CISS-111 Project 2
Write a Java program to demonstrate using Vector
, enumerations, regular expressions, HashMap
, and record
. You will create a program to perform basic parsing of a 6502 assembly language program.
Learning outcomes
- Working with files.
- Building enumerations.
- Working with enumeration methods.
- Working with strings and parsing.
- Working with Java records.
- Exposure to predefined data structures.
- Exposure to Vectors.
- Exposure to regular expressions.
Token Types
Recall that enumerations are special forms of classes and therefore are subclasses of Object
. Using your knowledge of enumerations, create the following enumeration with the constants defined below:
package hvcc.ciss111; // <<--- Hey! We're making a package!
public enum TokenType {
// instructions
ADC, AND, ASL, BCC, BCS, BEQ, BIT, BMI, BNE, BPL, BRK, BVC, BVS, CLC,
CLD, CLI, CLV, CMP, CPX, CPY, DEC, DEX, DEY, EOR, INC, INX, INY, JMP,
JSR, LDA, LDX, LDY, LSR, NOP, ORA, PHA, PHP, PLA, PLP, ROL, ROR, RTI,
RTS, SBC, SEC, SED, SEI, STA, STX, STY, TAX, TAY, TSX, TXA, TXS, TYA,
// punctuation
LPAREN, COMMA, RPAREN,
// numerics
ADDRESS, CONST,
// registers X and Y
REGISTER
}
This enumeration is centered around a ton of reserved words, some punctuation, numbers, and a couple of registers.

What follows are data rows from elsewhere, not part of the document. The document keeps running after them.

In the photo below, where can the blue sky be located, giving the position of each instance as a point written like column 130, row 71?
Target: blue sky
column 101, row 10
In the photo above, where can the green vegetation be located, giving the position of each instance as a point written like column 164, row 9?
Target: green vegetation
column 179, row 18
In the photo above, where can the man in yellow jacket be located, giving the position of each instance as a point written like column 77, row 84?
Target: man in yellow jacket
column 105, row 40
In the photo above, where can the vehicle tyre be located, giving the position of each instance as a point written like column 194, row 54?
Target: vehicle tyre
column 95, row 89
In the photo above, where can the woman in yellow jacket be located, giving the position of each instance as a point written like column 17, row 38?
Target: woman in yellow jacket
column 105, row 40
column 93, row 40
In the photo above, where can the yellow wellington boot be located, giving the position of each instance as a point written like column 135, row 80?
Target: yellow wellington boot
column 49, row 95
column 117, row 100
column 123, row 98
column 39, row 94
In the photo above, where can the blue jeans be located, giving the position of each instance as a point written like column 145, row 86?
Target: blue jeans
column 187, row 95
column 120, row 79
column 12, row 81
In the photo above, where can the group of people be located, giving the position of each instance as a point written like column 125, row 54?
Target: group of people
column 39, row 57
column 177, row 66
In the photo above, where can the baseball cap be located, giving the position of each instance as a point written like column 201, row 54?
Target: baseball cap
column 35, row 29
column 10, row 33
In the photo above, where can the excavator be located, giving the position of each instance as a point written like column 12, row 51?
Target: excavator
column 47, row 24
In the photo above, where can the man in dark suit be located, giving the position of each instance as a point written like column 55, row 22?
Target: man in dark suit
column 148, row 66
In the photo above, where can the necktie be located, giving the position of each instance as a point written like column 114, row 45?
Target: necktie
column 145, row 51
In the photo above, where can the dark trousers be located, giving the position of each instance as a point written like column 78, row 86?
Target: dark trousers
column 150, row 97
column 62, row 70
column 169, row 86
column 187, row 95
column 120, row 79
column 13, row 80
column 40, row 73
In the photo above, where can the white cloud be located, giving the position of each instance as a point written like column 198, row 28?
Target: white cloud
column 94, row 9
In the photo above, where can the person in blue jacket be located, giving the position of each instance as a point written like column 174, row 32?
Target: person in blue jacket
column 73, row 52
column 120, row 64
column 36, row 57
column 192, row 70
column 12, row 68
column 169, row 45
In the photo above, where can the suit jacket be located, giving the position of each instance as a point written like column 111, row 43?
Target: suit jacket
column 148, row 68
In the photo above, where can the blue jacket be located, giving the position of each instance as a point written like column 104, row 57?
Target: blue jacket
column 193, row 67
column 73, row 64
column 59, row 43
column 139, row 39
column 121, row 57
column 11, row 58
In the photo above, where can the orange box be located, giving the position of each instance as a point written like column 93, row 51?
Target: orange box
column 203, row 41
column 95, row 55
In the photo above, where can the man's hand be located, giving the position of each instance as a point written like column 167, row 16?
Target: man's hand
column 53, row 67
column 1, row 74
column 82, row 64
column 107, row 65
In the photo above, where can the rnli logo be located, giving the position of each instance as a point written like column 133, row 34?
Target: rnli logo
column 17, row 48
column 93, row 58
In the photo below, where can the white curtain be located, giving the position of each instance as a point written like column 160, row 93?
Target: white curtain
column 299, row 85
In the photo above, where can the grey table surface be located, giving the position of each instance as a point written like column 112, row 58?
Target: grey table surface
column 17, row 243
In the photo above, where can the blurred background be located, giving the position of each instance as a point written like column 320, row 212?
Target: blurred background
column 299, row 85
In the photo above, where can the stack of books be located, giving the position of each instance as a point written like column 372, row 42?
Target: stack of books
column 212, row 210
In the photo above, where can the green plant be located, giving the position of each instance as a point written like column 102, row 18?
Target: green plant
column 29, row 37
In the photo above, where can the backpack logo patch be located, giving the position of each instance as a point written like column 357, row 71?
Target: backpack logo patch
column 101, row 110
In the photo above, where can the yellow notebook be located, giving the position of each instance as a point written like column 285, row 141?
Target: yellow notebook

Now write java code to read a program written in 6502 assembly language. This will be an easy introduction to parsing. Everything is space-delimited so that you can use split()
to help you out. The entire exercise is about identification.
Numbers
The following Java regex will help identify the values you may find in the program.
#?\$\p{XDigit}{2}(?:\p{XDigit}{2})?
#? -> match a # zero or one time. \$ -> match exactly a $ \p{XDigit}{2} -> match exactly 2 ({2}) hexadecimal digits (\p{XDigit}) (?:\p{XDigit}{2}) -> This one takes a little more to explain...
The final piece matches everything enclosed in the parentheses, the (?:). Inside of that, we are trying to, again, match exactly 2 ({2}) hexadecimal digits (\p{XDigit}). The key is the final question mark that says to do the parenthetic match zero or one time. The following will match this regex:
$89 #$89 $Ff8b #$ff8b
Pasting the regex into your Java IDE (especially IntelliJ) will add more backslashes to get the escapes right. So, when you do paste it into the IDE, it will look more like this:
#?\\$\\p{XDigit}{2}(?:\\p{XDigit}{2})?
We will not be using the default namespace for this project. We will be creating our own based on the package details noted below.
src
folder (right click, select New, and then Package) and give the name hvcc.ciss111
. Then, you are ready to start writing code by creating a class in that package!package hvcc.ciss111; // <<--- Hey! We're making a package!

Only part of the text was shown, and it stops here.